The indication can be given with the name of the food or in the ingredients list. The ingredients this applies to are those:
- appearing in the name of the food or usually associated with that name by the consumer (e.g. the meat in a 'shepherds pie')
- emphasised over other ingredients on the labelling in any way, e.g. by being pictured
- characterising a food where the nature of the food may otherwise be unclear as the result of the name used (e.g. a foreign name) or the food's appearance
A quantitative indication will not be required for an ingredient already quantified on the label under other provisions:
- where its drained net weight is given
- where a statement of its quantity is required under product-specific provisions (e.g. the fruit in jam)
- where the ingredient is a vitamin or mineral included in the nutrition declaration
There is also an exemption for ingredients that play a minor role in consumer choice. These ingredients may be mentioned in the name of the food, but the variation in their quantity is not a decisive factor for the nature of the product (e.g. the potato in a beef and potato pie).
Further exemptions concern:
- ingredients added for flavouring in small quantities (taken to be up to 2% in the UK)
- ingredients specifically permitted to be present in somewhat varying quantities (e.g. mixtures of vegetables)

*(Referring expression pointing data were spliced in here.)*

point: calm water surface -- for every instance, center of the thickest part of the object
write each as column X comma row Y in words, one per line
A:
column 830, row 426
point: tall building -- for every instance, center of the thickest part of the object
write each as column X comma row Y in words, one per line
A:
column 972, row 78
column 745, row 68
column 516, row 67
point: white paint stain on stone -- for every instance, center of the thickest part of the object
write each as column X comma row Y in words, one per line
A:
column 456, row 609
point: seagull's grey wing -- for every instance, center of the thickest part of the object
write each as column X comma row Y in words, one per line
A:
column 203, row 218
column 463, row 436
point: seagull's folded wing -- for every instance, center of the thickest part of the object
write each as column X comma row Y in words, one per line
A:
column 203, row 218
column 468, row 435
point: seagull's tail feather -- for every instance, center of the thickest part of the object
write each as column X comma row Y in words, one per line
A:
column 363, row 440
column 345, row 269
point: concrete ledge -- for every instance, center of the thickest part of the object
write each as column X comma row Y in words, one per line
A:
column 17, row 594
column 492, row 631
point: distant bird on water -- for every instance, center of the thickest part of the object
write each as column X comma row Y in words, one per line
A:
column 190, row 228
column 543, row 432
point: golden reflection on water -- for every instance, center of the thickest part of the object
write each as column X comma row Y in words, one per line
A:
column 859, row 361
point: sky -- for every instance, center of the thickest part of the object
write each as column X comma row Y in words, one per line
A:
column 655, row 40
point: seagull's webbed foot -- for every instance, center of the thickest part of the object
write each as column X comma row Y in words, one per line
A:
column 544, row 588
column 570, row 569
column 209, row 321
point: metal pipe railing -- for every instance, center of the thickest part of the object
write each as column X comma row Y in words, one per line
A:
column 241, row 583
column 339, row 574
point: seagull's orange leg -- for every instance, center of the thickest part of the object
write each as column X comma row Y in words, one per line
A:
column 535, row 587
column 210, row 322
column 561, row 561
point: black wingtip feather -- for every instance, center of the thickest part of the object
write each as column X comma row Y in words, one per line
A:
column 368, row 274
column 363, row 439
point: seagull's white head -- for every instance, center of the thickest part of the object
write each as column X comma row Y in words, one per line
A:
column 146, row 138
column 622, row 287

- ingredients that are sweeteners or sugar, and are mentioned using one of these names in the food's name as a statutory requirement
Where foods lose moisture during processing, the quantitative indication should be calculated as the weight of the ingredient divided by the finished weight of the product, i.e. taking into account only the residual water in the product. Where this would lead to a value of more than 100%, the weight of the ingredient used to prepare 100g of the finished product should be stated instead.
Indications for volatile ingredients should be calculated from ingoing amount and finished product weight.
Indications for ingredients that are in concentrated or dehydrated form can be on the basis of the pre-concentrated or pre-dehydrated form.
Indications for ingredients in foods that must be reconstituted can be on the basis of their proportion in the reconstituted product.